Pour une personne atteinte de cécité ou de malvoyance, les sports individuels deviennent des sports en duo, fait remarquer Nathalie Chartrand, directrice générale de l’Association sportive des aveugles du Québec (ASAQ), qui a perdu la vue à 20 ans. On n’a qu’à penser au vélo en tandem, au kayak double, à une sortie de ski alpin et de raquettes à deux, par exemple. «C’est une belle motivation, dit-elle, de savoir que quelqu’un t’attend.» 

En tandem sur un vélo, un guide voyant prend place à l’avant, tenant les guidons et dirigeant le vélo, tandis que la personne aveugle s’assoit à l’arrière et reçoit les indications de son guide afin de synchroniser leurs mouvements. La confiance, la sécurité et la communication sont primordiales, comme dans tous les autres sports partagés par un sportif non voyant et son guide. 

À la Fondation des Aveugles du Québec (FAQ), les moniteurs et bénévoles qui accompagnent les skieurs alpins ayant une déficience visuelle ont plusieurs méthodes pour bien les orienter sur les pentes. Le guide se place devant le skieur privé de la vue, à reculons, puis le dirige à l’aide de commandes vocales concises ou en lui prenant les mains pour transmettre ses indications, explique Alexandre Saint-Arnaud, adjoint à la programmation à la FAQ. Des skieurs plus avancés préfèrent souvent être guidés par une personne qui les suit, ce qui leur permet de mieux l’entendre. 

En natation, lorsque le nageur non voyant approche du mur, un complice utilise une perche pour lui indiquer qu’il doit s’arrêter pour éviter les collisions. Le judo est également une discipline pratiquée par des aveugles, en raison de son importante composante physique impliquant le toucher.
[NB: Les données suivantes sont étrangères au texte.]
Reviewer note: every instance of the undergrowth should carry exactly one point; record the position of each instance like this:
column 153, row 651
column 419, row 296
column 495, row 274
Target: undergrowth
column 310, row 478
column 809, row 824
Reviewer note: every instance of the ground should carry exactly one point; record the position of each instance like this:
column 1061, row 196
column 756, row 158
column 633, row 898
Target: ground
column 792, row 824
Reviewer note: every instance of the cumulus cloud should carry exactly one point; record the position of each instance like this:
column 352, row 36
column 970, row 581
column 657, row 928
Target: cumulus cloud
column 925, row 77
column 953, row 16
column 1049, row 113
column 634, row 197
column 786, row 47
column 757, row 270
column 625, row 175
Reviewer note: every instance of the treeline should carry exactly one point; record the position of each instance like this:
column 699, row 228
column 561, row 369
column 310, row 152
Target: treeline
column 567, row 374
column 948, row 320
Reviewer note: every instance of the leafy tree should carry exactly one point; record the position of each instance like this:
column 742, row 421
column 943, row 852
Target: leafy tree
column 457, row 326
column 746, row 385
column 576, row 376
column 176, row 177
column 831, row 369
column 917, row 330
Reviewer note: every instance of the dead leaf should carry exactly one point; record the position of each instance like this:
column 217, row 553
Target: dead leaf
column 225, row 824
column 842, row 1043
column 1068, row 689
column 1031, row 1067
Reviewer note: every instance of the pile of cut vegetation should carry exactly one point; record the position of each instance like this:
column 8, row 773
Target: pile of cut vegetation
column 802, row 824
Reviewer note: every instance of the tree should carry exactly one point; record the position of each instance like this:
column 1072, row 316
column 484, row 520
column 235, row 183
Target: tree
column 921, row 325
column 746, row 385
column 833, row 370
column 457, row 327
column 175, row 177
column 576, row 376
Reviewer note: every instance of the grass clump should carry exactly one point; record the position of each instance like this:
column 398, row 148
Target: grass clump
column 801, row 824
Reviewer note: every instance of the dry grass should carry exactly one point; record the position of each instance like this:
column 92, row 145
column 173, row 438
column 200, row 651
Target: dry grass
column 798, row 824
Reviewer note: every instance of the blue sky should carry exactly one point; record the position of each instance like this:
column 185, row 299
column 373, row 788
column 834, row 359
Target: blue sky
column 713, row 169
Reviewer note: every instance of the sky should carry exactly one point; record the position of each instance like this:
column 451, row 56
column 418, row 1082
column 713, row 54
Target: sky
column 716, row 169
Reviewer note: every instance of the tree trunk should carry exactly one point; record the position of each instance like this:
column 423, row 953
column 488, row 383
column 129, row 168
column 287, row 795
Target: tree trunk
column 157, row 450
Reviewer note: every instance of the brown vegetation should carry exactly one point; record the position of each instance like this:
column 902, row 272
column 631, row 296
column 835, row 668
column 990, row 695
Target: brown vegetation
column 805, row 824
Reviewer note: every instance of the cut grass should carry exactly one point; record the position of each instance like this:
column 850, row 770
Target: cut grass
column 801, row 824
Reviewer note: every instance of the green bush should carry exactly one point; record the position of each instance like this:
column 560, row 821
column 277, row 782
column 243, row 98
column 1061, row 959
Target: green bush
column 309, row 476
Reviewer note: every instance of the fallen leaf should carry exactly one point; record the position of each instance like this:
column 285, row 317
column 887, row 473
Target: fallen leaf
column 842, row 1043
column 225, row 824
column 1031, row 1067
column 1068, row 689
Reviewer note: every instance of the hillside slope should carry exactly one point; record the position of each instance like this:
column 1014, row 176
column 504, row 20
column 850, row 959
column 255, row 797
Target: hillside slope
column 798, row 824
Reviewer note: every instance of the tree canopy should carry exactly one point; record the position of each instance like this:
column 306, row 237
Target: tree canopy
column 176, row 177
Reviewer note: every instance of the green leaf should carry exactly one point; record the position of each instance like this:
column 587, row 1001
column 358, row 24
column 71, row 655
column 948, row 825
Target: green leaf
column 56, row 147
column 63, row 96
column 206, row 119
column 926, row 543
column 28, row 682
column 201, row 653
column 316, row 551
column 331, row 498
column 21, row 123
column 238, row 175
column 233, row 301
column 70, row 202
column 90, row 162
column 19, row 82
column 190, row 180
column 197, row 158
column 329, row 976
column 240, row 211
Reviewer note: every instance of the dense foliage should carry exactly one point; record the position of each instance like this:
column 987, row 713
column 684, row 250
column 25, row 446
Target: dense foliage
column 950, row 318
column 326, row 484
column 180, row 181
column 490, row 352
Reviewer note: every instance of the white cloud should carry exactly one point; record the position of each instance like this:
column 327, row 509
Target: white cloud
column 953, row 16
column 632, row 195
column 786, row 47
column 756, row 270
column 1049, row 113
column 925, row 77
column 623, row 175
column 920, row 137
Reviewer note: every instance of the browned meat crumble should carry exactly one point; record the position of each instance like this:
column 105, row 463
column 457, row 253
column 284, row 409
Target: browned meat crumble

Sans oublier l’athlétisme, qui fait partie du programme paralympique depuis 1960. 

Escalade, trampoline, golf... 

Que ce soit la raquette, le ski de fond, la course, la randonnée pédestre, l’escalade, le trampoline, le golf, la mise en forme et même le tennis sonore, il est possible de s’initier à une multitude de sports individuels ou d’équipe, même lorsqu’on est privé de la vision, par le biais de différents organismes comme Adaptavie, le Carrefour québécois des personnes aveugles, l’ASAQ et la FAQ. Les personnes vivant avec une déficience visuelle peuvent ainsi «prendre confiance en elles, apprendre les techniques et nommer leurs besoins», explique Mme Chartrand, ce qui facilite ensuite leur intégration au club de sport de leur quartier. 

Jouer en équipe au goalball 

Parmi les sports d’équipe destinés aux personnes aveugles figure le goalball. Inventé après la Seconde Guerre mondiale pour favoriser la réadaptation des personnes ayant perdu la vue sur le champ de bataille, le sport a fait son entrée aux Jeux paralympiques de 1976, à Toronto. 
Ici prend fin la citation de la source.